Robert Altman on the movies that accidentally changed cinema: “Those are pictures that should not have succeeded”
As the 1960s gave way to the following decade, it became clear that the American film industry was in a period of transition and evolution, whether it wanted to admit it or not. Robert Altman was at the forefront of the incoming revolution, not that he believed Hollywood wanted him to succeed.
The ‘New Hollywood’ movement was like a breath of fresh air funnelling down the neck of the United States, with the studio-mandated models of old quickly being usurped by a wave of fresh, dynamic, and daring auteurs who refused to compromise in bringing their unfiltered vision to the screen.
It didn’t last long, with the era effectively over by the time the 1980s began, but it was a monumental moment for the business. Even a sampling of the names of those who broke through as part of the ‘New Hollywood’ wunderkinds illustrates the legacy it left behind, with many of them sitting pretty among the greatest directors of all time.
Alongside Altman, there was Martin Scorsese, Francis Ford Coppola, Steven Spielberg, George Lucas, Michael Cimino, John Cassavetes, Brian De Palma, Stanley Kubrick, and Sidney Lumet, which was merely the tip of an iceberg that melted and washed over Tinseltown from the boardrooms to the soundstages.
At the end of the day, though, the aim of the game is to make as much money as possible. Altman was keenly aware of that fact but singled out a trifecta of ‘New Hollywood’ touchstones that changed cinema forever, even though by the standards of what the industry had been for decades beforehand, never should have taken off in the way they did.
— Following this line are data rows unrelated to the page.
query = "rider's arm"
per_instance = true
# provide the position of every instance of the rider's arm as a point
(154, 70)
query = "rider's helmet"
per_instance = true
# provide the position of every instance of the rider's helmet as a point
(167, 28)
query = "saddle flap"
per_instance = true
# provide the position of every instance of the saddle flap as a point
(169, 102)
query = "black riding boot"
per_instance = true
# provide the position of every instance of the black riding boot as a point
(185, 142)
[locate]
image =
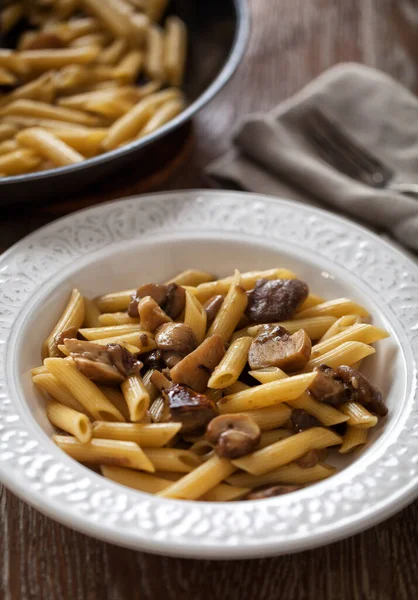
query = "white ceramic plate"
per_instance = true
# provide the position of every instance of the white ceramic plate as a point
(125, 243)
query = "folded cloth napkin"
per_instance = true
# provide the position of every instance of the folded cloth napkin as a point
(272, 155)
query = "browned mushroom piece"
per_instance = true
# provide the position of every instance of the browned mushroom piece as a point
(328, 387)
(196, 368)
(275, 347)
(156, 291)
(110, 364)
(363, 391)
(175, 341)
(275, 300)
(301, 420)
(233, 435)
(312, 458)
(174, 301)
(212, 307)
(187, 407)
(269, 492)
(151, 315)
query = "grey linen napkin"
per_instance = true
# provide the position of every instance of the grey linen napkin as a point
(272, 156)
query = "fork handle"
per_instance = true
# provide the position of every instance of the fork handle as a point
(410, 189)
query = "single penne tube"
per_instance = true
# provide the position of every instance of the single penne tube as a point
(50, 384)
(71, 318)
(83, 389)
(97, 333)
(128, 126)
(147, 435)
(224, 492)
(266, 394)
(43, 60)
(173, 459)
(201, 480)
(192, 277)
(361, 332)
(18, 162)
(353, 438)
(49, 146)
(195, 317)
(105, 452)
(326, 414)
(311, 300)
(175, 50)
(163, 115)
(334, 308)
(143, 482)
(154, 58)
(291, 474)
(287, 450)
(231, 365)
(270, 417)
(115, 396)
(205, 291)
(35, 108)
(267, 375)
(340, 325)
(119, 318)
(115, 301)
(91, 314)
(136, 396)
(231, 310)
(346, 353)
(69, 420)
(358, 416)
(315, 327)
(272, 436)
“Every film that was a breakthrough film that changed the way films are made and changed the way audiences see films, has been an accident,” he told David Breskin. “Easy Rider, M*A*S*H, Five Easy Pieces; those are pictures that should not have succeeded. They were never backed. And you probably can name 25 other ones that were real benchmarks that changed things. The point is that different kinds of things do get made and will continue to get made, but now totally by mistake.”
M*A*S*H was Altman’s fourth feature, but it was his true breakthrough, with the wartime dark comedy winning the Palme d’Or at the Cannes Film Festival, netting ‘Best Picture’ and ‘Best Director’ nominations at the Academy Awards, winning the filmmaker ‘Best Adapted Screenplay’, and bringing the auteur’s style to the forefront of the cinematic consciousness.
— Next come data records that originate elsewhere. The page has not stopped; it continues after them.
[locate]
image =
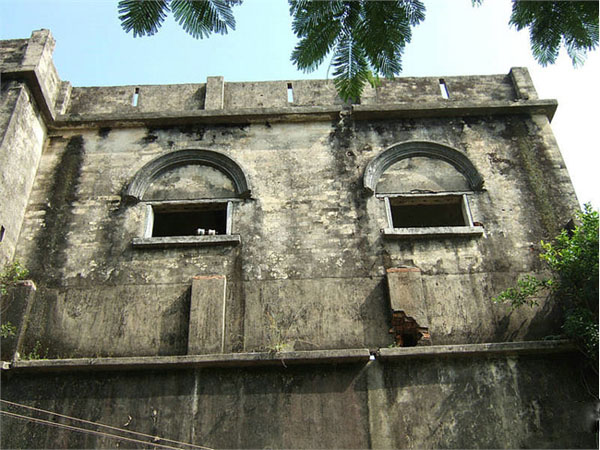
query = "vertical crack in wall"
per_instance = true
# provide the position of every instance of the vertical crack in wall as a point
(533, 159)
(341, 141)
(51, 242)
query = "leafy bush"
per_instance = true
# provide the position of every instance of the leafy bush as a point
(573, 259)
(10, 275)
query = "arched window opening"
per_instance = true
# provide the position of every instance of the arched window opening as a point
(424, 188)
(189, 197)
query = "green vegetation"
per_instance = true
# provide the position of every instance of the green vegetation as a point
(10, 275)
(35, 353)
(367, 38)
(573, 259)
(7, 330)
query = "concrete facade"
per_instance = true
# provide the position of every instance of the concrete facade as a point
(306, 259)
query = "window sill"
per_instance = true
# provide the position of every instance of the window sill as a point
(418, 232)
(187, 241)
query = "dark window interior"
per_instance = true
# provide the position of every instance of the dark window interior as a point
(430, 213)
(188, 222)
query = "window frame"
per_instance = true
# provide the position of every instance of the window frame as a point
(469, 229)
(178, 241)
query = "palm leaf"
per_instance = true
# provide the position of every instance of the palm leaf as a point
(351, 69)
(200, 18)
(143, 17)
(573, 23)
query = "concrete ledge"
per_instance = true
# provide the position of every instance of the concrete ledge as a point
(451, 108)
(491, 349)
(187, 241)
(228, 116)
(32, 78)
(305, 113)
(416, 232)
(282, 359)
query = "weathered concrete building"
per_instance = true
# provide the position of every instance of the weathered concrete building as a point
(258, 264)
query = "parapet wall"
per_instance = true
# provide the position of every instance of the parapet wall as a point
(32, 59)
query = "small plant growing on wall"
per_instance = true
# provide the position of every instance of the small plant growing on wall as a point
(10, 275)
(572, 258)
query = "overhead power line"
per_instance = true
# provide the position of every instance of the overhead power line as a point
(95, 432)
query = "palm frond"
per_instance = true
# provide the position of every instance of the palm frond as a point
(200, 18)
(310, 52)
(143, 17)
(351, 69)
(573, 23)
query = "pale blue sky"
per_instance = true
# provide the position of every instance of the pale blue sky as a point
(454, 39)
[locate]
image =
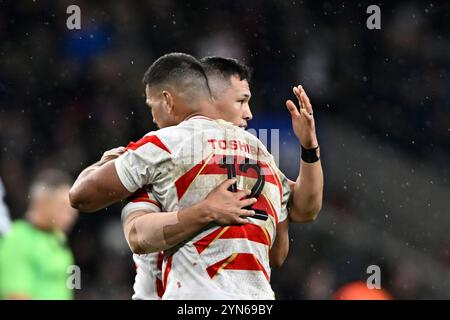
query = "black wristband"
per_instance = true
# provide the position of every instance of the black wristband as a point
(310, 155)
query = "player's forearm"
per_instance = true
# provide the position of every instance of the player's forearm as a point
(152, 232)
(307, 193)
(97, 187)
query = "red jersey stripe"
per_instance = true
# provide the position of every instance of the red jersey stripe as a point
(148, 139)
(167, 271)
(238, 261)
(248, 231)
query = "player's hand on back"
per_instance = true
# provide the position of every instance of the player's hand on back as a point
(303, 120)
(226, 207)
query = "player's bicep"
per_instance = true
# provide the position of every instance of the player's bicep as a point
(132, 211)
(100, 189)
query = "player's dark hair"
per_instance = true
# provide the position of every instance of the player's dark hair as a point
(226, 67)
(180, 71)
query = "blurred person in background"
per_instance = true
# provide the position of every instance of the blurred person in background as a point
(34, 257)
(5, 222)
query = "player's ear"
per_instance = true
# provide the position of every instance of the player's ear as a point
(168, 101)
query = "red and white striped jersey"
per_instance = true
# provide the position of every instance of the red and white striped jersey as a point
(183, 164)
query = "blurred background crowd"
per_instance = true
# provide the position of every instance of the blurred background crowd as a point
(382, 108)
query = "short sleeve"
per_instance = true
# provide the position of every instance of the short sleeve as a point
(142, 199)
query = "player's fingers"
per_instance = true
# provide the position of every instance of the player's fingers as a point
(247, 202)
(305, 100)
(297, 94)
(242, 194)
(292, 108)
(239, 220)
(227, 183)
(245, 213)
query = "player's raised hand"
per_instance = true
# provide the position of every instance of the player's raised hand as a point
(302, 119)
(112, 154)
(226, 206)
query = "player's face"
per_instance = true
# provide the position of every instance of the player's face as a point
(233, 103)
(155, 101)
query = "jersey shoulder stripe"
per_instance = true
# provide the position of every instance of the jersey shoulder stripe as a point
(152, 138)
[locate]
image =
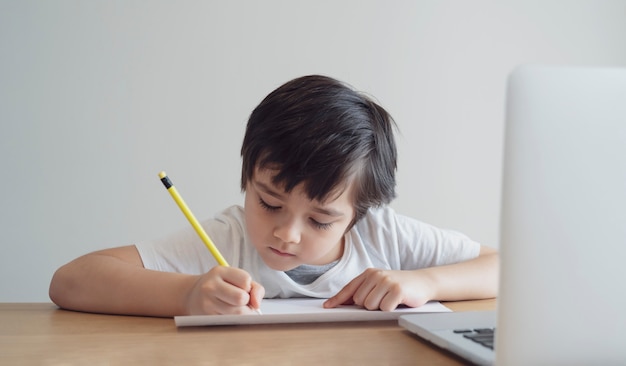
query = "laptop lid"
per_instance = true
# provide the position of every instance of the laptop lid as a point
(562, 299)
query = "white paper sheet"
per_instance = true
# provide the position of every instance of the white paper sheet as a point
(304, 311)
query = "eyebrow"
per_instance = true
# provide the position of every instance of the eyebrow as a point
(324, 211)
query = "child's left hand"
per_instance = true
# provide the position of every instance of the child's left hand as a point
(385, 290)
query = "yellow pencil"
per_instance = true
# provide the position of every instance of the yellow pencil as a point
(194, 222)
(192, 219)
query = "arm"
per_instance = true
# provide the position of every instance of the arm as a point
(385, 290)
(115, 281)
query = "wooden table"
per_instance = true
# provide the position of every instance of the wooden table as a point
(42, 334)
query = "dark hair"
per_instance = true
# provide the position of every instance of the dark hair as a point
(318, 131)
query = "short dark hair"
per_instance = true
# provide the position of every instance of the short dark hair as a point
(320, 132)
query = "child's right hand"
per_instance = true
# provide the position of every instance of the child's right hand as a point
(224, 290)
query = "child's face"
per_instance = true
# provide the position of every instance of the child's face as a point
(288, 229)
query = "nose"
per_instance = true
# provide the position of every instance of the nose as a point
(288, 231)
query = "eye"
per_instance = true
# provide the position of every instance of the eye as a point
(268, 207)
(320, 225)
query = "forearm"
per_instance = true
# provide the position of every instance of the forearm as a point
(473, 279)
(106, 284)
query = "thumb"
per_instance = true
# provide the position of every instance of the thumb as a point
(257, 291)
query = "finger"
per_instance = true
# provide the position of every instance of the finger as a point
(256, 295)
(237, 277)
(345, 295)
(390, 300)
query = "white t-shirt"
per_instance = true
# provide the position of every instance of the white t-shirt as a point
(381, 239)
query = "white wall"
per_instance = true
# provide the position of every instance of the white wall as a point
(96, 97)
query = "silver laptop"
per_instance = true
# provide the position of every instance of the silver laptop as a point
(562, 298)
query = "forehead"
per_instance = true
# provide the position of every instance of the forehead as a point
(266, 177)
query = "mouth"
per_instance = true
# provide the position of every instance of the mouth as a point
(281, 254)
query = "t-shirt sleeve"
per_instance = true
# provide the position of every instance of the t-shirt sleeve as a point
(184, 251)
(405, 243)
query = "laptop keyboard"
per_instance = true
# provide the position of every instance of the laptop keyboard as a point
(482, 336)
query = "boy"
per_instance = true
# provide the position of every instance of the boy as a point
(319, 163)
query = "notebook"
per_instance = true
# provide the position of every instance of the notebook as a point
(562, 298)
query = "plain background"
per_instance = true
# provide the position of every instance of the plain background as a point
(97, 97)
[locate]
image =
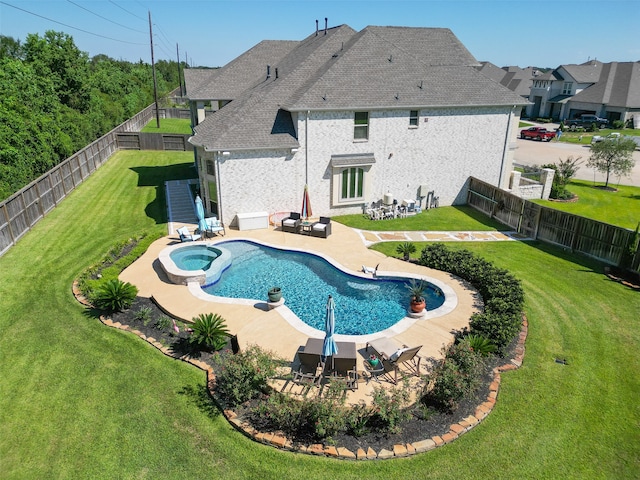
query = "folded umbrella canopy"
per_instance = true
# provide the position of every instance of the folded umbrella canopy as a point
(306, 204)
(329, 347)
(202, 224)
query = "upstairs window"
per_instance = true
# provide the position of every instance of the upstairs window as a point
(361, 126)
(413, 118)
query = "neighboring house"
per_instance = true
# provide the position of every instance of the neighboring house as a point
(516, 79)
(355, 116)
(609, 90)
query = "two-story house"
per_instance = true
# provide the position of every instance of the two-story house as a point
(609, 90)
(355, 116)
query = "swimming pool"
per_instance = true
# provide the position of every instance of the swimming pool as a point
(363, 305)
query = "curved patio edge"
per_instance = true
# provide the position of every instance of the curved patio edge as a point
(278, 440)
Easy Rider was the definitive counterculture flick that influenced and inspired a generation well past the four corners of the silver screen, with Bob Rafelson’s Five Easy Pieces making a similar splash. It speaks volumes and enhances Altman’s point that the least successful of the three was the latter because it was ‘only’ shortlisted for four Oscars and ‘only’ recouped its budget 15 times over at the box office.